Wireless Telephone Could Be All You Need

Kate Traynor

The phrase "cutting the cord" takes on a new meaning in the digital age as people rely more heavily on cellular telephones and less on telephones connected by traditional land lines.

If you have considered forgoing a traditional telephone in your home in favor of a wireless phone, you are not alone. An Federal Communications Commission (FCC) spokeswoman, citing telecommunications trade-group statistics, estimated that about three percent of wireless telephone subscribers use the device as their only phone at home.

According to FCC, there were more than 100 million wireless telephone subscribers in the United States in December 2000, a 27 percent increase over the previous year. Wireless telephone use seems to have increased since the Sept. 11 terrorist attacks. According to the Cellular Telecommunications and Internet Association, a telecommunications trade group, there are now nearly 130 million wireless subscribers in the United States.

For some people, particularly those who travel frequently or live in an area that has reliable wireless-service coverage, going without a traditional telephone may make sense.

If you are contemplating cutting the cord or just thinking about subscribing to a wireless service, consider the following points:

The basics. FCC has a consumer-oriented fact sheet that describes wireless terminology and discusses what service providers do and do not offer.

Cost. According to FCC, 20 million wireless telephone subscribers have service plans that do not charge extra fees for long-distance calls. If you make many long-distance calls, you may be able to find a wireless service that costs less than a traditional home plan. But you may do better by switching your home service to another carrier whose options fit your normal calling patterns. When comparing costs, you should include any deposit that the wireless or conventional carrier requires you to pay.

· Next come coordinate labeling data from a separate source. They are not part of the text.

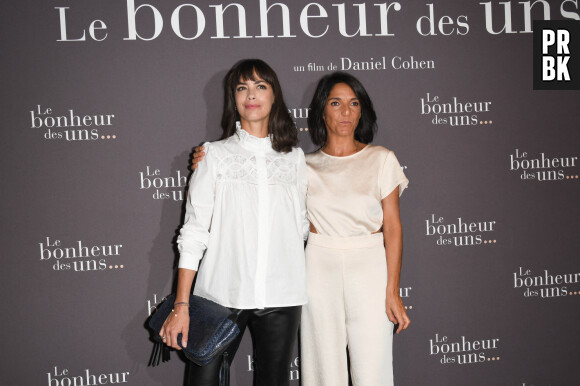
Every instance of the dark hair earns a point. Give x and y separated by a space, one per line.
280 124
367 125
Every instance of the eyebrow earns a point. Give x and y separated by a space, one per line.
337 98
256 82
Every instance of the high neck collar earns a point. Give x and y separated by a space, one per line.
252 142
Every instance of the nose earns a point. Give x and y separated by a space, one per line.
251 93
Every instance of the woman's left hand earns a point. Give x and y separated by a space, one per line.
396 311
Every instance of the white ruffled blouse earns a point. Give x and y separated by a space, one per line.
245 224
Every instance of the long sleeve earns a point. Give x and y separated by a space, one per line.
302 181
194 234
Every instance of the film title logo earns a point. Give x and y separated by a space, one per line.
556 55
543 168
460 233
164 188
455 112
153 303
64 378
70 126
545 285
300 115
79 257
405 293
463 351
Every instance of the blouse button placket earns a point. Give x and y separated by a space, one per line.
263 216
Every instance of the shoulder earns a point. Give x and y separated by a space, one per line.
313 157
378 150
220 147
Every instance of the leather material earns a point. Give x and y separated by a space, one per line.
211 328
273 331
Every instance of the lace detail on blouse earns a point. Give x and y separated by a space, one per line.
240 168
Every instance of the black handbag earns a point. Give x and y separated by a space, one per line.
212 328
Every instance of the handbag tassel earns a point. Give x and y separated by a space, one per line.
225 371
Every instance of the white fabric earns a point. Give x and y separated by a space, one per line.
345 193
246 210
347 281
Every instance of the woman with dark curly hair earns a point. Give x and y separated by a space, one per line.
245 221
353 256
354 251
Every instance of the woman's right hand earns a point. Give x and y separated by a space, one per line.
198 155
176 323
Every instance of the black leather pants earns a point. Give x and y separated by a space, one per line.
273 332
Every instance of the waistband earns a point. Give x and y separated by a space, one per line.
353 242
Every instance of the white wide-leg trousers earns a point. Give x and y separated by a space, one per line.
347 282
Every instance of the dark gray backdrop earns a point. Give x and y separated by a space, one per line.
97 185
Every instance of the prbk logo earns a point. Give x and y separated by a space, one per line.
62 377
456 111
294 367
80 257
72 127
463 351
556 55
163 188
546 284
460 232
542 167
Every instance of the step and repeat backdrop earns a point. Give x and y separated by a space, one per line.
103 101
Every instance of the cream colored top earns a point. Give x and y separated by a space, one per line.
344 193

Choosing a service. A chart from ZDnet, a technology information organization, gives an extensive comparison of different wireless service providers. The information originally appeared in PC Magazine last March.

Internet access. If you want a reliable Internet connection at home, you may need to install a traditional telephone line. Other options for connecting to the Internet include a cable modem, integrated services digital network line, or digital subscriber line access, all of which generally provide faster connections than a telephone modem. Wireless Internet connections are available but are not yet in widespread use.